Most Efficient Way of Using mexCallMATLAB in Converting Double* to mxArray*

I am writing a MEX code in which I need to use pinv function. I am trying to find a way to pass the array of type double to pinv using mexCallMATLAB in the most efficient way. Let's for the sake of example say the array is named G and its size is 100.
double *G = (double*) mxMalloc( 100 * sizeof(double) );
where
G[0] = G11; G[1] = G12;
G[2] = G21; G[3] = G22;
Which means every four consecutive elements of G is a 2×2 matrix. G stores 25 different values of this 2×2 matrix.
I should note that these 2×2 matrices are not well-conditioned and they may contain all zero in their element. How can I use pinv function to calculate the pseudoinverse in the elements of G? For example, how can I pass the array to mexCallMATLAB in order to calculate the pseudoinverse of the first 2×2 matrix in G?
I thought of the following approach:
mxArray *G_PINV_input = mxCreateDoubleMatrix(2, 2, mxREAL);
mxArray *G_PINV_output = mxCreateDoubleMatrix(2, 2, mxREAL);
double *G_PINV_input_ptr = mxGetPr(G_PINV_input);
memcpy( G_PINV_input_ptr, &G[0], 4 * sizeof(double));
mexCallMATLAB(1, G_PINV_output, 1, G_PINV_input, "pinv");
I am not sure how good this approach is. Copying the values is not economical at all because the total number of elements in G in my actual application is large. Is there anyway to skip this copying?
Here is my implementation of the MEX-function:
my_pinv.cpp
#include "mex.h"
void mexFunction(int nlhs, mxArray* plhs[], int nrhs, const mxArray* prhs[])
{
// validate arguments
if (nrhs!=1 || nlhs>1)
mexErrMsgIdAndTxt("mex:error", "Wrong number of arguments");
if (!mxIsDouble(prhs[0]) || mxIsComplex(prhs[0]) || mxIsSparse(prhs[0]))

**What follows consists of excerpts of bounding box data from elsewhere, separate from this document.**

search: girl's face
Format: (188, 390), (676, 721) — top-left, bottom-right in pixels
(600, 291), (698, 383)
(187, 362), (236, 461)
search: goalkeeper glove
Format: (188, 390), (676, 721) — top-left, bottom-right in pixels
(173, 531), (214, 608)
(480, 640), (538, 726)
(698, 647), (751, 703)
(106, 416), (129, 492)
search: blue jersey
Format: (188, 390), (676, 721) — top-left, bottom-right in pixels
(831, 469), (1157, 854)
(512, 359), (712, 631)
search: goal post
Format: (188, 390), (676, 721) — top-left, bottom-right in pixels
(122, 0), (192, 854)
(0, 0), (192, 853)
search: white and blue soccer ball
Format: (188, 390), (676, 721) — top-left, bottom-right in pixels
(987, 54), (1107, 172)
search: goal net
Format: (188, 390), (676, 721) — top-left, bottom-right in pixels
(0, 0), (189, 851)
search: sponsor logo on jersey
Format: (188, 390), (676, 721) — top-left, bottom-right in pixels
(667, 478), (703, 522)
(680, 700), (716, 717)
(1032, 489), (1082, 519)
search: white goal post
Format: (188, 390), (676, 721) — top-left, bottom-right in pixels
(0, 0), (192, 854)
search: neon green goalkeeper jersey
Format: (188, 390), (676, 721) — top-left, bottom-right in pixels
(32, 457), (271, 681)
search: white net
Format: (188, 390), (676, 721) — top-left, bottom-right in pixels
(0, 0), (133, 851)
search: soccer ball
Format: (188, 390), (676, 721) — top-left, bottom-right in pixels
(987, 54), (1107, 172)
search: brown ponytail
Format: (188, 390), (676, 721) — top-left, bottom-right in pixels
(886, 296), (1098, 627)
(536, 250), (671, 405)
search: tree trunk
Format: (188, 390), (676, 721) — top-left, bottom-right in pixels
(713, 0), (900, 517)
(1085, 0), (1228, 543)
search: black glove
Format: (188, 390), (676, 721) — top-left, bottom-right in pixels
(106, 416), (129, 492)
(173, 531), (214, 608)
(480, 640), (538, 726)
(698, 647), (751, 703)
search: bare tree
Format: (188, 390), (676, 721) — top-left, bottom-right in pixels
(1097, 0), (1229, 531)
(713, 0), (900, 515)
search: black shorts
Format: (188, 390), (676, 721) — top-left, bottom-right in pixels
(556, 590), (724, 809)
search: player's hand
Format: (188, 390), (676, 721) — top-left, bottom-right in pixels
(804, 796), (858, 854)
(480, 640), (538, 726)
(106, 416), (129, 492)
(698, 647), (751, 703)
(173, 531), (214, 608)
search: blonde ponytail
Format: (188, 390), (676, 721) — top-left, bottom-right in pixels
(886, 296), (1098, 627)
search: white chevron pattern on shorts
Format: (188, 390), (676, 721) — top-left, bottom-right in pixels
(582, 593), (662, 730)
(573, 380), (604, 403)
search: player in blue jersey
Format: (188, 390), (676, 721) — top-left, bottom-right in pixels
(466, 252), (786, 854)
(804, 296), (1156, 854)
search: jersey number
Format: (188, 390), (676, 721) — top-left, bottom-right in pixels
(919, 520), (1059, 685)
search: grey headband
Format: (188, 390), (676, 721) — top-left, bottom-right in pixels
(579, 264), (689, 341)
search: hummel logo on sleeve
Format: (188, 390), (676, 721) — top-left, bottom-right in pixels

mexErrMsgIdAndTxt("mex:error", "Input isnt real dense double array");
if (mxGetNumberOfElements(prhs[0]) != 100)
mexErrMsgIdAndTxt("mex:error", "numel() != 100");
// create necessary arrays
mxArray *rhs[1], *lhs[1];
plhs[0] = mxCreateDoubleMatrix(100, 1, mxREAL);
rhs[0] = mxCreateDoubleMatrix(2, 2, mxREAL);
double *in = mxGetPr(prhs[0]);
double *out = mxGetPr(plhs[0]);
double *x = mxGetPr(rhs[0]), *y;
// for each 2x2 matrix
for (mwIndex i=0; i<100; i+=4) {
// copy 2x2 matrix into rhs
x[0] = in[i+0];
x[2] = in[i+1];
x[1] = in[i+2];
x[3] = in[i+3];
// lhs = pinv(rhs)
mexCallMATLAB(1, lhs, 1, rhs, "pinv");
// copy 2x2 matrix from lhs
y = mxGetPr(lhs[0]);
out[i+0] = y[0];
out[i+1] = y[1];
out[i+2] = y[2];
out[i+3] = y[3];
// free array
mxDestroyArray(lhs[0]);
}
// cleanup
mxDestroyArray(rhs[0]);
}
Here is a baseline implementation in MATLAB so that we can verify the results are correct:
my_pinv0.m
function y = my_pinv0(x)
y = zeros(size(x));
for i=1:4:numel(x)
y(i:i+3) = pinv(x([0 1; 2 3]+i));
end
end
Now we test the MEX-function:
% some vector
x = randn(100,1);
% MEX vs. MATLAB function
y = my_pinv0(x);
yy = my_pinv(x);
% compare
assert(isequal(y,yy))
EDIT:
Here is an another implementation:
my_pinv2.cpp
#include "mex.h"
inline void call_pinv(const double &a, const double &b, const double &c,
const double &d, double *out)
{
mxArray *rhs[1], *lhs[1];
// create input matrix [a b; c d]
rhs[0] = mxCreateDoubleMatrix(2, 2, mxREAL);
double *x = mxGetPr(rhs[0]);
x[0] = a;
x[1] = c;
x[2] = b;
x[3] = d;
// lhs = pinv(rhs)
mexCallMATLAB(1, lhs, 1, rhs, "pinv");
// get values from output matrix
const double *y = mxGetPr(lhs[0]);
out[0] = y[0];
out[1] = y[1];
out[2] = y[2];
out[3] = y[3];
// cleanup
mxDestroyArray(lhs[0]);
mxDestroyArray(rhs[0]);
}
void mexFunction(int nlhs, mxArray* plhs[], int nrhs, const mxArray* prhs[])
{
// validate arguments
if (nrhs!=1 || nlhs>1)
mexErrMsgIdAndTxt("mex:error", "Wrong number of arguments");
if (!mxIsDouble(prhs[0]) || mxIsComplex(prhs[0]) || mxIsSparse(prhs[0]))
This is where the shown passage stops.